Re: [PATCH] of: cache phandle nodes to decrease cost of of_find_node_by_phandle()

From: Rob Herring
Date: Thu Feb 01 2018 - 09:24:29 EST


On Wed, Jan 31, 2018 at 3:43 PM, Frank Rowand <frowand.list@xxxxxxxxx> wrote:
> On 01/31/18 12:05, frowand.list@xxxxxxxxx wrote:
>> From: Frank Rowand <frank.rowand@xxxxxxxx>
>>
>> Create a cache of the nodes that contain a phandle property. Use this
>> cache to find the node for a given phandle value instead of scanning
>> the devicetree to find the node. If the phandle value is not found
>> in the cache, of_find_node_by_phandle() will fall back to the tree
>> scan algorithm.
>>
>> The cache is initialized in of_core_init().
>>
>> The cache is freed via a late_initcall_sync().
>>
>> Signed-off-by: Frank Rowand <frank.rowand@xxxxxxxx>
>> ---
>>
>> Some of_find_by_phandle() calls may occur before the cache is
>> initialized or after it is freed. For example, for the qualcomm
>> qcom-apq8074-dragonboard, 11 calls occur before the initialization
>> and 80 occur after the cache is freed (out of 516 total calls.)
>>
>>
>> drivers/of/base.c | 85 ++++++++++++++++++++++++++++++++++++++++++++++---
>> drivers/of/of_private.h | 5 +++
>> drivers/of/resolver.c | 21 ------------
>> 3 files changed, 86 insertions(+), 25 deletions(-)
>
> Some observations....
>
> The size of the cache for a normal device tree would be a couple of
> words of overhead for the cache, plus one pointer per devicetree node
> that contains a phandle property. This will be less space than
> would be used by adding a hash field to each device node. It is
> also less space than was used by the older algorithm (long gone)
> that added a linked list through the nodes that contained a
> phandle property.
>
> This is assuming that the values of the phandle properties are
> the default ones created by the dtc compiler. In the case
> where a very large phandle property value is hand-coded in
> a devicetree source, the size of the cache is capped at one
> entry per node. In this case, a little bit of space will be
> wasted -- but this is just a sanity fallback, it should not
> be encountered, and can be fixed by fixing the devicetree
> source.

I don't think we should rely on how dtc allocates phandles. dtc is not
the only source of DeviceTrees. If we could do that, then lets make
them have some known flag in the upper byte so we have some hint for
phandle values. 2^24 phandles should be enough for anyone.TM

Your cache size is also going to balloon if the dtb was built with
'-@'. Since you walk the tree for every phandle, it is conceivable
that you could make things slower.

Freeing after boot is nice, but if someone has lots of modules or
large overlays, this doesn't help them at all.
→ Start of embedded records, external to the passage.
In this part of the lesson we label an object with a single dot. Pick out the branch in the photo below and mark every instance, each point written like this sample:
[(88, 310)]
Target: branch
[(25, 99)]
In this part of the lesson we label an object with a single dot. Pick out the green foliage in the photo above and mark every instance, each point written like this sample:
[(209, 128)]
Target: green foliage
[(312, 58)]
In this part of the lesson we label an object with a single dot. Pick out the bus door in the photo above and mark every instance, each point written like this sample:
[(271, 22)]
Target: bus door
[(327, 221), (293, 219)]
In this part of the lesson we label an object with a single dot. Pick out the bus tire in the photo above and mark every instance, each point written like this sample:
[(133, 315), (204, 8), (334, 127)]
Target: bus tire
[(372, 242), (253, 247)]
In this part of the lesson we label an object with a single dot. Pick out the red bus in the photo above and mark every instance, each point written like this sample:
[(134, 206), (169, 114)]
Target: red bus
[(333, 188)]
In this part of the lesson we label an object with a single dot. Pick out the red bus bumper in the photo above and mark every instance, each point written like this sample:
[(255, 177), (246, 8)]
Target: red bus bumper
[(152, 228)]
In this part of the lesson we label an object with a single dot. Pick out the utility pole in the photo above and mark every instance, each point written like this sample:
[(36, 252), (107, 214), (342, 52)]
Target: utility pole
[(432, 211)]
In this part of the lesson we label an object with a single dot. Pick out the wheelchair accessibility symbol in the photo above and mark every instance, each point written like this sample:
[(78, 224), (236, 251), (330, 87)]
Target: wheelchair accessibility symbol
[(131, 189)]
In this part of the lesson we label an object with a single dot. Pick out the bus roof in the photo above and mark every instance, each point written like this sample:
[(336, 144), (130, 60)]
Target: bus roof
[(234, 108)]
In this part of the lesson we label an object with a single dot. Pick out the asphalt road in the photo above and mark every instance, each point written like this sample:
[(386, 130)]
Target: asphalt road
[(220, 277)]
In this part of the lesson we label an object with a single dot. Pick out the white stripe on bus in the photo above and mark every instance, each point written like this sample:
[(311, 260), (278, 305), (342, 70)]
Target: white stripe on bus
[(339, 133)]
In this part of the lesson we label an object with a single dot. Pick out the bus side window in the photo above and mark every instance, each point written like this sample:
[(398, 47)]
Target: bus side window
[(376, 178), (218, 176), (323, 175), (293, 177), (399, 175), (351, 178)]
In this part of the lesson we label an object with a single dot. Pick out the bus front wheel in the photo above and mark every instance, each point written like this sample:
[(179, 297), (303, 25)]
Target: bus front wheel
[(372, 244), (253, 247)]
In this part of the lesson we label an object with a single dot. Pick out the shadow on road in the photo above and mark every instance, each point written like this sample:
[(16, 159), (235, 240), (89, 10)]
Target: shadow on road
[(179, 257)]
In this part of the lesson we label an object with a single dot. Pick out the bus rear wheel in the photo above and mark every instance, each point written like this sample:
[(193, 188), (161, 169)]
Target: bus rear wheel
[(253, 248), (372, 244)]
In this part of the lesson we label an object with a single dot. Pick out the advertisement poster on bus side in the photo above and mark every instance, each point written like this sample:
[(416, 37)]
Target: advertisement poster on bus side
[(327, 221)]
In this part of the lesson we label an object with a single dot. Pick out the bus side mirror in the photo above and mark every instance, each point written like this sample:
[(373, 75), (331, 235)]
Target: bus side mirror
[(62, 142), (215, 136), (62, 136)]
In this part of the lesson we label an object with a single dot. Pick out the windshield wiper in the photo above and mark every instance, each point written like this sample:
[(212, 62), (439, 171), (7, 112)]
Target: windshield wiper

There's still more tweaks we could do with a cache based (i.e. can
miss) approach. We could have an access count or some most recently
used list to avoid evicting frequently accessed phandles (your data
tends to indicate that would help). We could have cache sets. And so
far, no one has explained why a bigger cache got slower.

Or we could do something decentralized and make the frequent callers
cache their phandles.

Rob